Мы стали настолько опытными, что решили вернуться в Лондон, и сделали это где-то в конце февраля или в начале марта тысяча восемьсот пятьдесят пятого года. Мы остановились в маленькой гостинице в Боро; не прошло и недели, как нас нанял мистер Джеймс Райс из «Таверны Бельвидер» с жалованьем семь фунтов в неделю. Это был большой шаг вперед по сравнению со всеми нашими предыдущими достижениями; а «Таверна» была отнюдь не плохим местом для обретения репутации.
Расположенное на полпути между Вест-Эндом и Сити, окруженное густонаселенным районом и лежащее на пути омнибусов, это заведение было одним из самых процветающих в своем классе.

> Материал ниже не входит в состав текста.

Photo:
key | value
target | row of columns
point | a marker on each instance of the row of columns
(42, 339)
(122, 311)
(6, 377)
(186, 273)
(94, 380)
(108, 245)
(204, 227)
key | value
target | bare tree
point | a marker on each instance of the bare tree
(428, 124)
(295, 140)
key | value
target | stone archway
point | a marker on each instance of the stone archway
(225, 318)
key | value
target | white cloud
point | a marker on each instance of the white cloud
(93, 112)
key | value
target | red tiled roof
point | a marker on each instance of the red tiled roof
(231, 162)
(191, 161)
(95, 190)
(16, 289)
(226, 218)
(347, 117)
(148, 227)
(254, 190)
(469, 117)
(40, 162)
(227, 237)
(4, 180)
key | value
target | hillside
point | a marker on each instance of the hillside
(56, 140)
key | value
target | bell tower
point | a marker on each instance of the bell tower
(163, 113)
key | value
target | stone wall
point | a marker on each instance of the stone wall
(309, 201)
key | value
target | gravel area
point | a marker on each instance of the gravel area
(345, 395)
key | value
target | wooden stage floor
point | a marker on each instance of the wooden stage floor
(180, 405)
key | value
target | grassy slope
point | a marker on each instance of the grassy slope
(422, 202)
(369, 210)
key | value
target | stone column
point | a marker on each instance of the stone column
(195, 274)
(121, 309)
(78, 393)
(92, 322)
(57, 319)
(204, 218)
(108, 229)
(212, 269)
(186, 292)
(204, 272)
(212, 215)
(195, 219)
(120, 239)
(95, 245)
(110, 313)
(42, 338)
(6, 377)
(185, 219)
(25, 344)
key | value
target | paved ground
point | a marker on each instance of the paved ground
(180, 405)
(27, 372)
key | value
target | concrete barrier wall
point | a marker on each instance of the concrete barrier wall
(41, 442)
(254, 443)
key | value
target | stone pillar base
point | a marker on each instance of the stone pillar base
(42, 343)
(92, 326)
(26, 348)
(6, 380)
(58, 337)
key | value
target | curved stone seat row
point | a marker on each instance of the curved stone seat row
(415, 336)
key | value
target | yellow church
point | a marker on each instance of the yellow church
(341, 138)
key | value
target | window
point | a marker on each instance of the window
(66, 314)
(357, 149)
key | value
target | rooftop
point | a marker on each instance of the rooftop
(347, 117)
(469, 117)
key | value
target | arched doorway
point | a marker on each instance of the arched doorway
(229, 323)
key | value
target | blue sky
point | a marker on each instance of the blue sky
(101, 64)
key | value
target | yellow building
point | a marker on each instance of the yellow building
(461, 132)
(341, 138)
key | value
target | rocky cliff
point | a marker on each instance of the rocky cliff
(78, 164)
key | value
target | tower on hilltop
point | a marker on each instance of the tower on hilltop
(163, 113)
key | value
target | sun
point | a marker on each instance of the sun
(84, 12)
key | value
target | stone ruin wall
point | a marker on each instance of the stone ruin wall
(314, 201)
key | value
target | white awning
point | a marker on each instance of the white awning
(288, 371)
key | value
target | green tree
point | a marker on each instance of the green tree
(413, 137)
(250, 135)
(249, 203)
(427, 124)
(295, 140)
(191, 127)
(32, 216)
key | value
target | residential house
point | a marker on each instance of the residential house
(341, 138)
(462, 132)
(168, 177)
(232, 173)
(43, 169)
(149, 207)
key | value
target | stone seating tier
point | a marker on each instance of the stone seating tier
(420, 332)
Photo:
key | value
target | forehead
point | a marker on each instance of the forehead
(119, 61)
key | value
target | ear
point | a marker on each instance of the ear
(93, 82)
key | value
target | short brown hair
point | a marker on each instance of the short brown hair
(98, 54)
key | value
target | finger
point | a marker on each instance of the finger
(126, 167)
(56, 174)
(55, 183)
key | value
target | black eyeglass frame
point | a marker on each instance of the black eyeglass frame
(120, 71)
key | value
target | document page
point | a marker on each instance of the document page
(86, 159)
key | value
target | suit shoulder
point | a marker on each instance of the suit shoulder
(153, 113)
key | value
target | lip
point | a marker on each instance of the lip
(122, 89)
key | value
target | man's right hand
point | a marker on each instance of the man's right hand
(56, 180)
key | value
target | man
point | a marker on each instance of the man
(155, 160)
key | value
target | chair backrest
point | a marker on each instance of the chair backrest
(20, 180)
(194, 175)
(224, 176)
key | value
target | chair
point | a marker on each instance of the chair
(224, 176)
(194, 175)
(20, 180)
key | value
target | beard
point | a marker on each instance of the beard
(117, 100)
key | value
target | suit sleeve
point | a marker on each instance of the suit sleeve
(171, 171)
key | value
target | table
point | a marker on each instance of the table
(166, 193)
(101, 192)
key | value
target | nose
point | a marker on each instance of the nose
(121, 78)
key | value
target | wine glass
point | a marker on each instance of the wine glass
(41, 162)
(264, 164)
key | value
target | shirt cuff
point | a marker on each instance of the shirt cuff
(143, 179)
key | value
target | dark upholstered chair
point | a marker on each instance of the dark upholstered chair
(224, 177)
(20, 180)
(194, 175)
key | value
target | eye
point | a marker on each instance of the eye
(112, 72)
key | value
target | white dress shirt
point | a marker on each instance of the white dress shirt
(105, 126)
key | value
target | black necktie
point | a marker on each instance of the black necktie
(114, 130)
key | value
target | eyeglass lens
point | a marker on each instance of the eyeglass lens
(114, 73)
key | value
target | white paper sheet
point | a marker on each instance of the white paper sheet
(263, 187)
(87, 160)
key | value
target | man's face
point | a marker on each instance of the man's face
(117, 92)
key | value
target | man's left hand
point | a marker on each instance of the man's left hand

Там были театр, концертный зал и сад, где танцы, и ужины устраивались с восьми до двенадцати часов каждую ночь в течение всего лета, что делало это место особенно любимым среди рабочего класса.
Итак, здесь мы и обосновались (Гриффитс и я) с обещанием, что наша зарплата будет повышена, если мы окажемся востребованными; и вскоре она была повышена, потому что мы давали кассу. Мы делали все, что когда-либо делалось гимнастами — и делали это тоже хорошо, хотя, возможно, не мне так говорить. Во всяком случае, большие цветные афиши были расклеены по всему городу, а наша зарплата увеличена до пятнадцати фунтов в неделю; и джентльмен, который пишет о пьесах в «Санди Сноб», был рад заметить, что в Лондоне не было выступления и вполовину такого замечательного, как Патагонские братья; за что я, пользуясь возможностью, сердечно его благодарю его.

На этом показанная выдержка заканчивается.